I happened to pick up Samuelson’s Foundations a couple of years ago in the Northwestern University Library.  We do not read it anymore and get our PhD training from Mas-Colell, Whinston and Green.  So, I’d never picked it up and I was shocked by how much of modern microeconomics was already in Foundations.  Everything from the revealed preference paradigm to consumer theory, producer theory etc etc….and he continued to make huge contributions throughout his life.

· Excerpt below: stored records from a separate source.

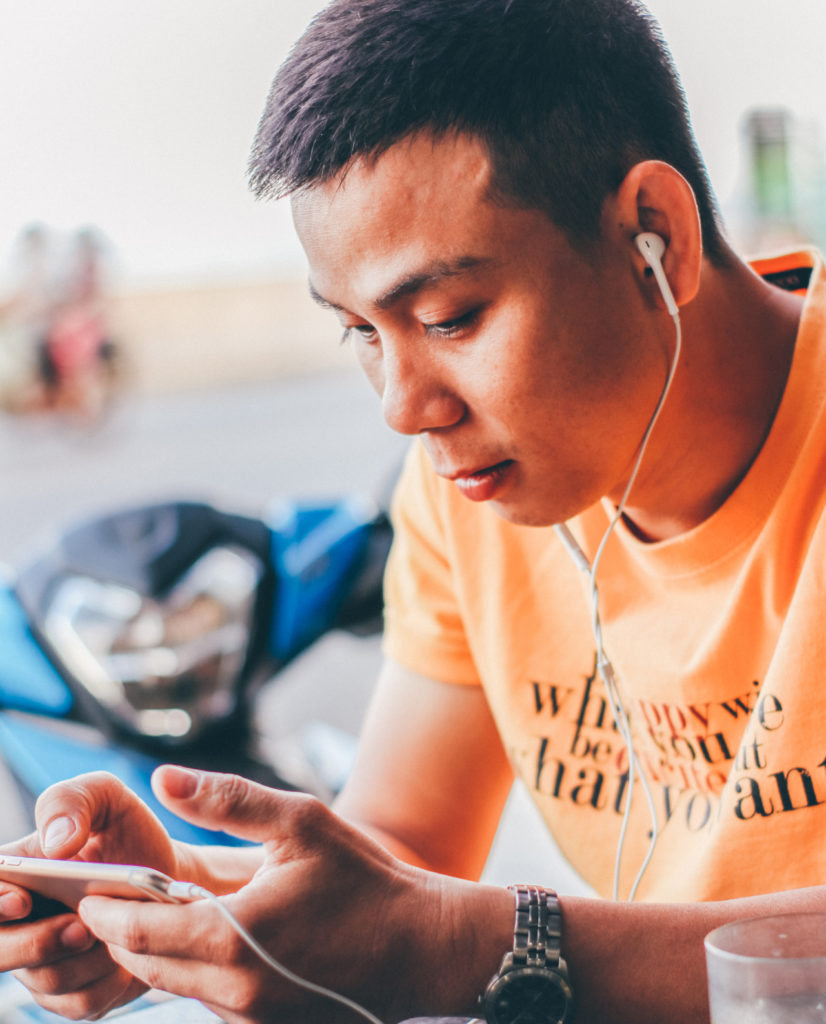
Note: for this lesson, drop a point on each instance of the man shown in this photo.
(476, 184)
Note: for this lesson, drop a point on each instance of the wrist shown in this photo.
(473, 930)
(532, 978)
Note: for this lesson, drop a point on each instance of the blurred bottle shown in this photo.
(782, 201)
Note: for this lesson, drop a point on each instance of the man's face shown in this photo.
(524, 366)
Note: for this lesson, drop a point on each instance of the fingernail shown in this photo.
(75, 936)
(180, 782)
(56, 833)
(12, 906)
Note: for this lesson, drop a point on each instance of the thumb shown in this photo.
(227, 803)
(68, 812)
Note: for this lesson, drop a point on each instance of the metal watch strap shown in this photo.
(537, 928)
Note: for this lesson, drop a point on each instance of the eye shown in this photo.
(450, 328)
(364, 331)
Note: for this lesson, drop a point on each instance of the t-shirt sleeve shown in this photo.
(424, 629)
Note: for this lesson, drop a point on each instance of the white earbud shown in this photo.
(652, 248)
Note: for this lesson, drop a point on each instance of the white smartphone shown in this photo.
(67, 882)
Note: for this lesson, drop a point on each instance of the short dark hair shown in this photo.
(566, 94)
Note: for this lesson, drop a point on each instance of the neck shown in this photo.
(738, 342)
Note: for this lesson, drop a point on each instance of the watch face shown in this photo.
(528, 995)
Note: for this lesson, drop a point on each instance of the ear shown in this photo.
(655, 197)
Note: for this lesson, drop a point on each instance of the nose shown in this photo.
(417, 393)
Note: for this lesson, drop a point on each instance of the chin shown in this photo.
(525, 515)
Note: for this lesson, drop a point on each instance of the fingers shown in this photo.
(174, 948)
(68, 812)
(88, 1001)
(222, 802)
(67, 970)
(98, 806)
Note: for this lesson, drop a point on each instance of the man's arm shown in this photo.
(431, 777)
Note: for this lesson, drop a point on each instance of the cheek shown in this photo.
(370, 358)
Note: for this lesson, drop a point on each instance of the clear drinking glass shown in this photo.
(768, 971)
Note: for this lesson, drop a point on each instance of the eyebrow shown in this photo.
(410, 284)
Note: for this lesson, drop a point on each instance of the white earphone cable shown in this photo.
(604, 666)
(191, 891)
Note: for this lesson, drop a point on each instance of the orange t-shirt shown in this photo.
(718, 637)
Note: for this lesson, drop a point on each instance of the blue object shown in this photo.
(314, 550)
(39, 756)
(28, 680)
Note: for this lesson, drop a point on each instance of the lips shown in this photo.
(482, 484)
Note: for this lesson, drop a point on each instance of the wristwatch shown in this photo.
(531, 985)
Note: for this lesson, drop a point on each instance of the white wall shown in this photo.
(138, 116)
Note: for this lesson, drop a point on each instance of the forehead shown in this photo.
(424, 202)
(420, 175)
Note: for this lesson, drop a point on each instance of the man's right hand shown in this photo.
(94, 817)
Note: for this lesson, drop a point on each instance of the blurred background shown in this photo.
(125, 130)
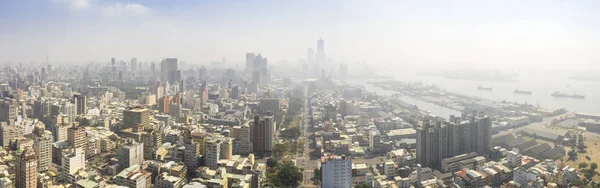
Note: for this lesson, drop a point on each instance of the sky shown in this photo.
(431, 33)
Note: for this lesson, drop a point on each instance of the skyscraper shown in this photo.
(130, 153)
(213, 152)
(263, 131)
(42, 146)
(26, 169)
(134, 65)
(152, 140)
(438, 139)
(192, 151)
(203, 73)
(243, 140)
(168, 68)
(320, 57)
(80, 104)
(250, 62)
(235, 92)
(310, 56)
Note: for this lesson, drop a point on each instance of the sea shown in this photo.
(542, 85)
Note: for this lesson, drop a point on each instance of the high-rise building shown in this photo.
(42, 146)
(213, 152)
(76, 136)
(135, 116)
(242, 142)
(9, 132)
(343, 72)
(152, 140)
(134, 177)
(374, 140)
(270, 104)
(263, 131)
(168, 68)
(250, 62)
(80, 104)
(8, 110)
(310, 55)
(134, 65)
(235, 92)
(336, 172)
(203, 73)
(130, 153)
(320, 57)
(73, 160)
(153, 68)
(41, 109)
(60, 130)
(164, 104)
(437, 139)
(226, 148)
(193, 150)
(26, 169)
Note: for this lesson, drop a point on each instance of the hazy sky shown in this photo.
(448, 33)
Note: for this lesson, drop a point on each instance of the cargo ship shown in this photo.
(559, 94)
(517, 91)
(484, 88)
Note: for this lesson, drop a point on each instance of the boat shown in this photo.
(559, 94)
(484, 88)
(517, 91)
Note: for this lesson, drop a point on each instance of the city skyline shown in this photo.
(462, 33)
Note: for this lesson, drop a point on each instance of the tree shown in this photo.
(289, 175)
(362, 185)
(272, 162)
(578, 183)
(572, 155)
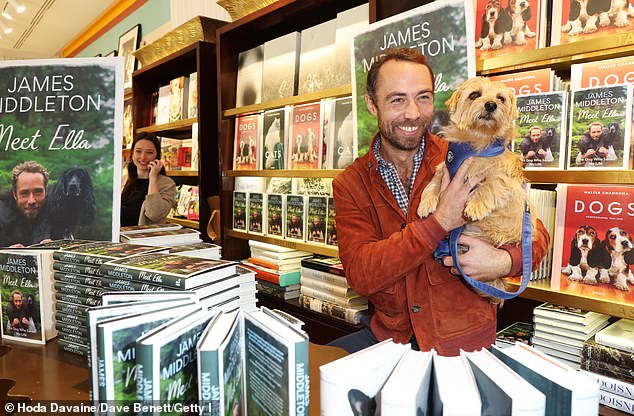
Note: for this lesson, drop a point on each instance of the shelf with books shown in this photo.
(297, 99)
(297, 245)
(540, 290)
(559, 56)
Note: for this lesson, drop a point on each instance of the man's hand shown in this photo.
(482, 262)
(454, 194)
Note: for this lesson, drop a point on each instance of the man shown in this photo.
(386, 249)
(531, 147)
(22, 221)
(591, 149)
(16, 313)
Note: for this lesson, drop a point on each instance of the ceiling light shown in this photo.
(19, 7)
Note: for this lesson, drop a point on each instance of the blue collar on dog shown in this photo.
(458, 152)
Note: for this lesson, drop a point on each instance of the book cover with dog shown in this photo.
(61, 130)
(599, 132)
(509, 27)
(442, 30)
(247, 142)
(541, 130)
(580, 20)
(593, 252)
(306, 138)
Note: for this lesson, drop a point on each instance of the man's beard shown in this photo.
(389, 132)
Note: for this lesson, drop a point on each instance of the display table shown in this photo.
(44, 373)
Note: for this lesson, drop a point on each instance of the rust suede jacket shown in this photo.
(388, 258)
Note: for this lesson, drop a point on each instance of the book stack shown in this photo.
(325, 289)
(391, 379)
(277, 268)
(608, 358)
(560, 331)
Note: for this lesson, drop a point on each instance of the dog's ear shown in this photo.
(484, 31)
(575, 253)
(575, 10)
(600, 256)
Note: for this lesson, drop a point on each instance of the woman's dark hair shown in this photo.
(128, 187)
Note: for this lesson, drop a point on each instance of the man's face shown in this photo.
(17, 301)
(536, 134)
(30, 193)
(404, 103)
(595, 132)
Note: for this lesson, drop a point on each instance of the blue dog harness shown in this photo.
(457, 154)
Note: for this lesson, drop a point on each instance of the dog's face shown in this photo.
(485, 109)
(585, 237)
(618, 240)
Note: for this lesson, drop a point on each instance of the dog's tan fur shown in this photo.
(496, 207)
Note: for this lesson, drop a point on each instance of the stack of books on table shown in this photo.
(560, 331)
(166, 234)
(325, 289)
(608, 358)
(393, 380)
(276, 268)
(84, 272)
(172, 351)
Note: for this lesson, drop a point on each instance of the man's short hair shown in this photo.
(31, 167)
(400, 54)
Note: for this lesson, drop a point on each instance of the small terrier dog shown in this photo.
(484, 112)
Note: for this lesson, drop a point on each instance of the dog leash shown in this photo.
(456, 154)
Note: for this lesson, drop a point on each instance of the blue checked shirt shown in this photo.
(390, 175)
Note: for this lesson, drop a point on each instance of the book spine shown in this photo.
(309, 264)
(328, 288)
(72, 347)
(209, 383)
(78, 299)
(145, 276)
(75, 268)
(328, 277)
(80, 290)
(615, 401)
(76, 279)
(352, 316)
(301, 380)
(612, 385)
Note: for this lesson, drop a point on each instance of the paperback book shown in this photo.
(541, 130)
(591, 252)
(599, 132)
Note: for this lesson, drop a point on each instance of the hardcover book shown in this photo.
(249, 82)
(536, 81)
(341, 134)
(239, 211)
(247, 142)
(64, 117)
(602, 21)
(275, 125)
(305, 136)
(442, 30)
(591, 245)
(317, 58)
(541, 130)
(276, 214)
(599, 132)
(256, 209)
(280, 69)
(296, 217)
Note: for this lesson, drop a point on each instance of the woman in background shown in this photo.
(147, 194)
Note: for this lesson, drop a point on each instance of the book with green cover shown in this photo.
(167, 362)
(220, 365)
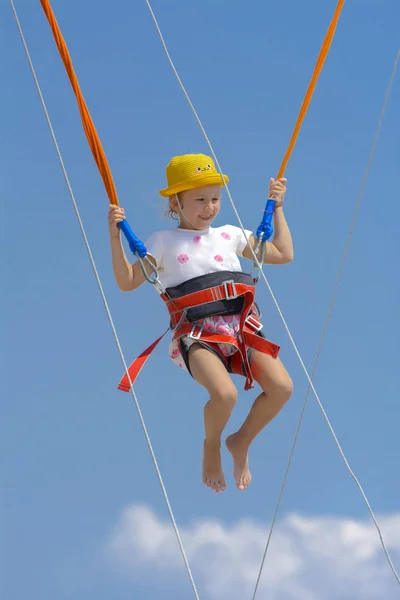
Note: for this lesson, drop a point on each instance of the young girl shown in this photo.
(186, 254)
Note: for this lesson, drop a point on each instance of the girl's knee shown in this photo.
(280, 386)
(286, 388)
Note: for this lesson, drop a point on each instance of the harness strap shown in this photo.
(247, 337)
(229, 290)
(137, 365)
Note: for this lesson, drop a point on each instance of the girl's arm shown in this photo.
(280, 250)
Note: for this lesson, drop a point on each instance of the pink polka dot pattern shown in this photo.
(182, 258)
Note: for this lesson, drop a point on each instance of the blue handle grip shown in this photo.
(265, 229)
(135, 244)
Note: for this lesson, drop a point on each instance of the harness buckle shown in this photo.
(228, 295)
(196, 336)
(254, 323)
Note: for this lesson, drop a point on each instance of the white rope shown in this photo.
(164, 491)
(328, 316)
(311, 385)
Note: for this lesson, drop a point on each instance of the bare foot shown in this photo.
(239, 453)
(213, 476)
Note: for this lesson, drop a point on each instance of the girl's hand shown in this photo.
(277, 190)
(116, 214)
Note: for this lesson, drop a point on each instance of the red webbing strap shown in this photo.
(137, 365)
(211, 294)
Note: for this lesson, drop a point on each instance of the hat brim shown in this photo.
(197, 181)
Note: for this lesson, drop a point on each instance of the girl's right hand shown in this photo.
(116, 214)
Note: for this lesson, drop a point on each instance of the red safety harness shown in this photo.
(249, 336)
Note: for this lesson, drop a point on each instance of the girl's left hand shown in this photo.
(277, 190)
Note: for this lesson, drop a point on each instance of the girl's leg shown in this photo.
(210, 373)
(276, 388)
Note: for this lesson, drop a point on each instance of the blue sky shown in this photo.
(77, 476)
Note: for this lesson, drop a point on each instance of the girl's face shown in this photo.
(198, 207)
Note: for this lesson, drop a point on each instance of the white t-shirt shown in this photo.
(182, 254)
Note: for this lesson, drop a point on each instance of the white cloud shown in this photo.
(310, 558)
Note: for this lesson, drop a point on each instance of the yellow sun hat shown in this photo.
(191, 171)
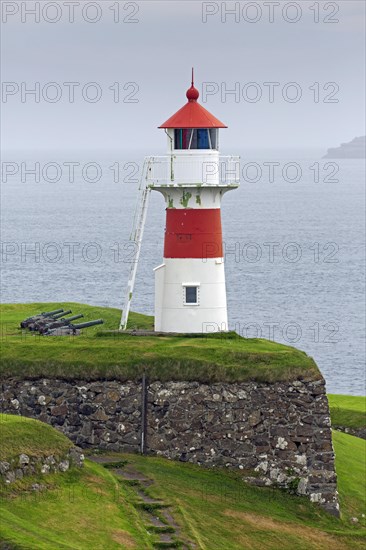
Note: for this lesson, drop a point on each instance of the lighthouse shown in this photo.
(190, 290)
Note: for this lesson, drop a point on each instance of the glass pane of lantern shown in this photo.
(191, 295)
(202, 139)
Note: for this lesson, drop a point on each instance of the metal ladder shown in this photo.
(136, 236)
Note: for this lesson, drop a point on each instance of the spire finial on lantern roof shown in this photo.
(192, 93)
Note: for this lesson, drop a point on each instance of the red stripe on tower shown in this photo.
(193, 233)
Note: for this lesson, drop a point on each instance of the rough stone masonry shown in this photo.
(276, 433)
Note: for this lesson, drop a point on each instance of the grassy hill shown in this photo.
(24, 435)
(347, 411)
(99, 353)
(214, 509)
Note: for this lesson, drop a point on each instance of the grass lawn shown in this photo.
(348, 411)
(84, 509)
(97, 354)
(24, 435)
(351, 471)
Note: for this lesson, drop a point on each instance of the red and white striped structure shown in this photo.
(190, 293)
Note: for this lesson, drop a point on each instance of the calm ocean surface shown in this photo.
(295, 263)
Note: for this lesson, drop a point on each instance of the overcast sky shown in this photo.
(157, 52)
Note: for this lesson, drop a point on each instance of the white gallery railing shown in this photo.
(193, 170)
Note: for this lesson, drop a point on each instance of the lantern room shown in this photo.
(193, 128)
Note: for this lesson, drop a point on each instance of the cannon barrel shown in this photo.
(62, 314)
(42, 315)
(88, 324)
(73, 318)
(50, 313)
(36, 325)
(57, 323)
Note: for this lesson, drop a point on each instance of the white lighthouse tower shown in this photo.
(190, 292)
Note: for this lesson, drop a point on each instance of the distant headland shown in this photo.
(354, 149)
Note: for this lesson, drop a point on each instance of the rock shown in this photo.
(4, 467)
(281, 443)
(15, 403)
(86, 409)
(302, 486)
(64, 466)
(59, 410)
(254, 418)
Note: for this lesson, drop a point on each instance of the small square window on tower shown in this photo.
(191, 294)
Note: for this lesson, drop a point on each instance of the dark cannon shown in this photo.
(44, 320)
(59, 323)
(72, 330)
(39, 316)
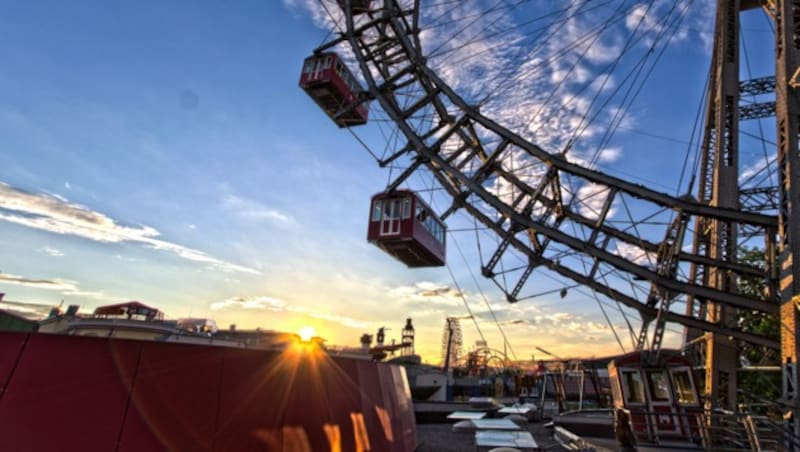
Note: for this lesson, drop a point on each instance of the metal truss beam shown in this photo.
(787, 49)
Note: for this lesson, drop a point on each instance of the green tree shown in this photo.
(762, 385)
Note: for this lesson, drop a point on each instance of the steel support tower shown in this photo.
(718, 186)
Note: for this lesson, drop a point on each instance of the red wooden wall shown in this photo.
(71, 393)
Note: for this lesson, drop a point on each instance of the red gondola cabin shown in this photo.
(662, 400)
(356, 6)
(334, 88)
(404, 226)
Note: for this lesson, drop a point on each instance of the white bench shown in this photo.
(494, 438)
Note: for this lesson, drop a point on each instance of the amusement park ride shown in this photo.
(694, 244)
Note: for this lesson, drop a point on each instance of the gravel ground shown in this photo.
(441, 438)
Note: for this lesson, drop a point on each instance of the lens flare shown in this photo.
(307, 333)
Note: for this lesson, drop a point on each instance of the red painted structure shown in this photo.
(663, 400)
(130, 309)
(71, 393)
(333, 87)
(401, 224)
(357, 6)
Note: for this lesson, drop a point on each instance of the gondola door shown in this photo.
(663, 420)
(390, 218)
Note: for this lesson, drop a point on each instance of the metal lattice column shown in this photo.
(787, 54)
(721, 354)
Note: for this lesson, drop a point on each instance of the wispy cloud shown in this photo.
(261, 302)
(249, 208)
(56, 214)
(52, 251)
(266, 303)
(64, 286)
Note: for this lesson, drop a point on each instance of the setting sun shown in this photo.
(307, 333)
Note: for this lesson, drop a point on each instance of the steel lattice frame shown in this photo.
(539, 217)
(468, 153)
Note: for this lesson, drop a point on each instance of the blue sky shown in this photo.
(163, 152)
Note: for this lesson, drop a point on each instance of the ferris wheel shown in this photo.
(466, 142)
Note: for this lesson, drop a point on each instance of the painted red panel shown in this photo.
(372, 401)
(10, 347)
(321, 397)
(174, 402)
(67, 393)
(252, 400)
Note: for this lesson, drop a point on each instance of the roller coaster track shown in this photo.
(536, 211)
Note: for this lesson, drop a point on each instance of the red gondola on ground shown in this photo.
(661, 399)
(356, 6)
(334, 88)
(401, 224)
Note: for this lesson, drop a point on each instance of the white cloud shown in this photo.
(591, 198)
(635, 254)
(262, 302)
(609, 155)
(272, 304)
(56, 214)
(51, 251)
(64, 286)
(252, 209)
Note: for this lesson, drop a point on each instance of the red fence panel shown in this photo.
(174, 403)
(10, 347)
(67, 393)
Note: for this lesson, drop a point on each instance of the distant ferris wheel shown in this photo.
(452, 341)
(500, 158)
(533, 209)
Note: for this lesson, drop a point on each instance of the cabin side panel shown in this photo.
(67, 391)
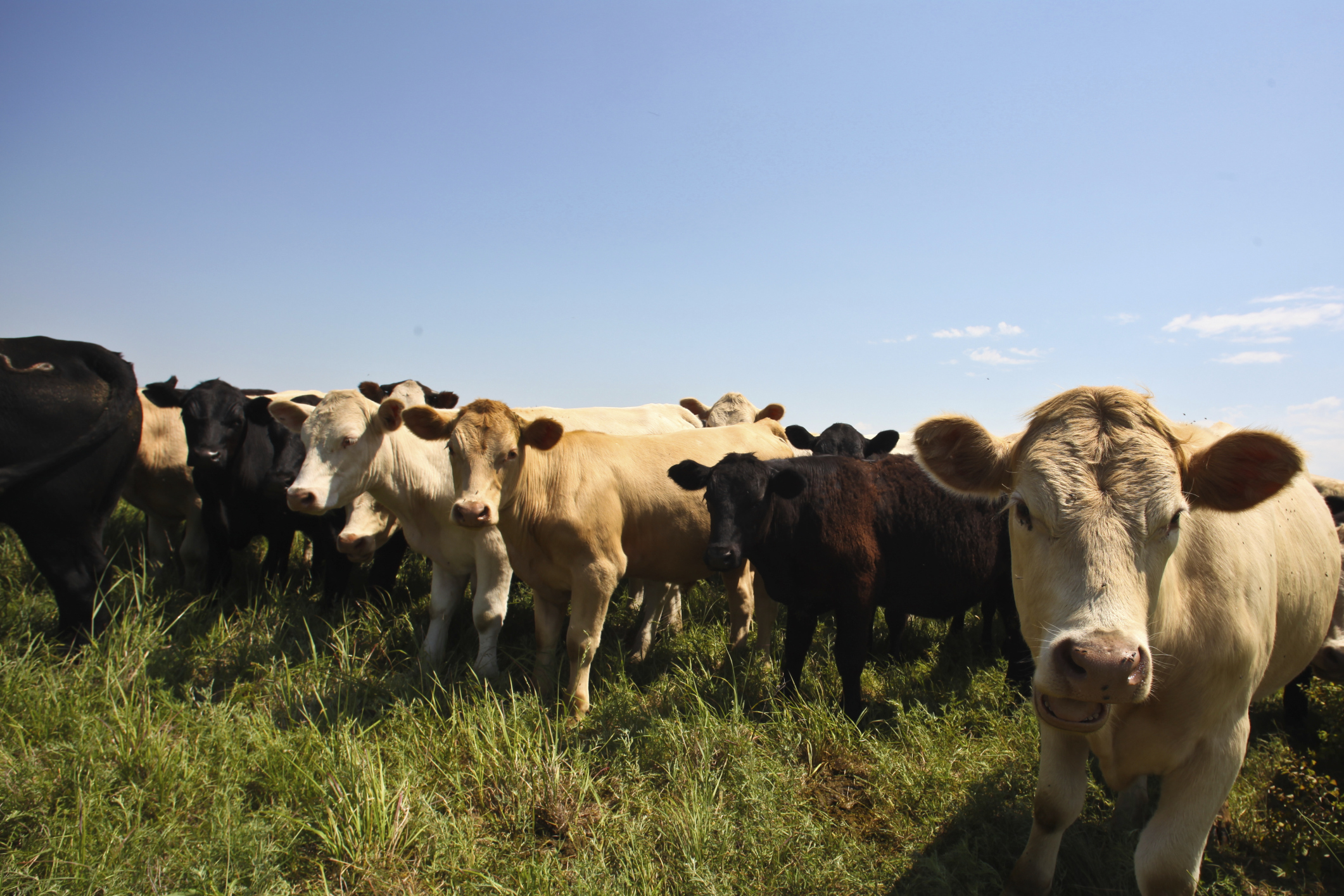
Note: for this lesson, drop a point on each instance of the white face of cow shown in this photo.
(343, 437)
(1100, 488)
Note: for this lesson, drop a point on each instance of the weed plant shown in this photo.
(246, 743)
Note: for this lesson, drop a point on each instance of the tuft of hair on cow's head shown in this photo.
(1239, 470)
(880, 444)
(695, 406)
(166, 394)
(428, 422)
(542, 434)
(800, 437)
(690, 474)
(443, 401)
(372, 391)
(289, 414)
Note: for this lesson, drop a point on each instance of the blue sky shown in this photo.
(870, 213)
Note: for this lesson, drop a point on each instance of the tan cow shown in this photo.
(730, 410)
(160, 485)
(1165, 578)
(582, 510)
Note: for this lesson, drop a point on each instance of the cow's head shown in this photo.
(739, 492)
(342, 436)
(369, 526)
(214, 415)
(732, 408)
(409, 393)
(844, 441)
(487, 444)
(1100, 489)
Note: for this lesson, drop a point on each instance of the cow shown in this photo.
(243, 462)
(69, 432)
(160, 487)
(1165, 577)
(581, 510)
(730, 410)
(843, 535)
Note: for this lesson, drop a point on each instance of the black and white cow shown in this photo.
(69, 430)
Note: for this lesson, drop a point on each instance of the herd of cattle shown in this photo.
(1153, 578)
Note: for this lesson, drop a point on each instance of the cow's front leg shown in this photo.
(593, 588)
(490, 603)
(737, 586)
(445, 591)
(766, 612)
(1060, 797)
(1172, 844)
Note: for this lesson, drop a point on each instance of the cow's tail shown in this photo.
(122, 398)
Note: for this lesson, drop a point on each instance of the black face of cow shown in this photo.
(843, 439)
(739, 492)
(214, 415)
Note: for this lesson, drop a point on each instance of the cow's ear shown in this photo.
(799, 437)
(372, 391)
(695, 406)
(166, 394)
(963, 456)
(1239, 470)
(291, 415)
(390, 414)
(428, 422)
(542, 434)
(880, 444)
(443, 401)
(256, 412)
(788, 484)
(690, 474)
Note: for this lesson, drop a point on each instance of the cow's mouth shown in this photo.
(1080, 716)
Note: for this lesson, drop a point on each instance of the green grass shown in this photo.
(250, 745)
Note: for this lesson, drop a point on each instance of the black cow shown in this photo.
(844, 441)
(69, 432)
(243, 461)
(844, 535)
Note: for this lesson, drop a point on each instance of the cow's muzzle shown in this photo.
(722, 558)
(474, 515)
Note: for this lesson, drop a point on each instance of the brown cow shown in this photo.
(580, 511)
(1165, 577)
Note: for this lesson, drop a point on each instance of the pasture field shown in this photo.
(250, 745)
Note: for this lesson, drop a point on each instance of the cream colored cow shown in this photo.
(1165, 577)
(582, 510)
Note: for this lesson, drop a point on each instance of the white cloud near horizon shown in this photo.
(976, 332)
(1253, 358)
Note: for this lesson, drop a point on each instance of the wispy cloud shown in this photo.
(994, 357)
(1253, 358)
(976, 332)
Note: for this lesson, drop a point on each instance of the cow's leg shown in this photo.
(490, 605)
(548, 617)
(593, 588)
(800, 629)
(854, 631)
(657, 595)
(1172, 844)
(766, 612)
(737, 586)
(1060, 797)
(445, 593)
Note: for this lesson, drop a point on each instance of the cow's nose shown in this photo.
(472, 514)
(721, 557)
(1101, 669)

On top of all that, I’m visiting MIT Economics this year.  Paul Samuelson built the department and its culture:

“Despite his celebrated accomplishments, Mr. Samuelson preached and practiced humility. The M.I.T. economics department became famous for collegiality, in no small part because no one else could play prima donna if Mr. Samuelson refused the role, and, of course, he did. Economists, he told his students, as Churchill said of political colleagues, “have much to be humble about.” “

It is all true.  Just looking around the lunchroom on Wednesdays you are awed by the company.  And then you are charmed by the friendliness and collegiality.  Also, there is a laser-like focus on training the next generation of great economists and this shared mission creates the atmosphere of collegiality.  Paul Samuelson studied the free-rider problem in public good production but he knew how to solve it.  His work will live not only in his papers but also in the institution that he built.